# Software Heritage Filesystem (SwhFS) — Design notes

The Software Heritage data model is a Direct Acyclic Graph (DAG) with nodes of different types that correspond to source code artifacts such as directories, commits, etc. Using this FUSE module (SwhFS for short) you can locally mount, and then navigate as a filesystem, parts of the archive identified by Software Heritage identifiers (SWHIDs).

To retrieve information about the source code artifacts, SwhFS interacts over the network with the Software Heritage archive via its Web API.

## Architecture

SwhFS in context (C4 context diagram):

Main components of SwhFS (C4 container diagram):

## Command-line interface

Todo

### Blob cache

cnt SWHID → bytes


The blob cache map SWHIDs of type cnt to the bytes of their archived content.

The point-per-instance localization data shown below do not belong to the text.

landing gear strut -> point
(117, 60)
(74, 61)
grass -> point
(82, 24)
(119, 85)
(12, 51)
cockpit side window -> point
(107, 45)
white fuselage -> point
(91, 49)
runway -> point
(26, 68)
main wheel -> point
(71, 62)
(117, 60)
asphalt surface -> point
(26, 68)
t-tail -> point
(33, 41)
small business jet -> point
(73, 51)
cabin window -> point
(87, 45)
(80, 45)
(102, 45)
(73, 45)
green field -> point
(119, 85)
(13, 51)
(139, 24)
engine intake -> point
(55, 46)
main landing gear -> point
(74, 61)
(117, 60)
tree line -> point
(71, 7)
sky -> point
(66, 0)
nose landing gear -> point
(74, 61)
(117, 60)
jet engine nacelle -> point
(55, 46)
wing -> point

In general, each SWHID that has an entry in the blob cache also has a matching entry in the metadata cache for other blob attributes (e.g., checksums, size, etc.).

The blob cache entry for a given content object is populated, at the latest, the first time the object is open()-d. It might be populated earlier on due to prefetching, e.g., when a directory pointing to the given content is listed for the first time.

### Direntry cache

dir inode → directory entries


The direntry cache map inode representing directories to the entries they contain. Each entry comes with its name as well as file attributes (i.e., all its needed to perform a detailed directory listing).

Additional attributes of each directory entry should be looked up on a entry by entry basis, possibly hitting the metadata cache.

The direntry cache for a given dir is populated, at the latest, when the content of the directory is listed. More aggressive prefetching might happen. For instance, when first opening a dir a recursive listing of it can be retrieved from the remote backend and used to recursively populate the direntry cache for all (transitive) sub-directories.

Cache location: in-memory.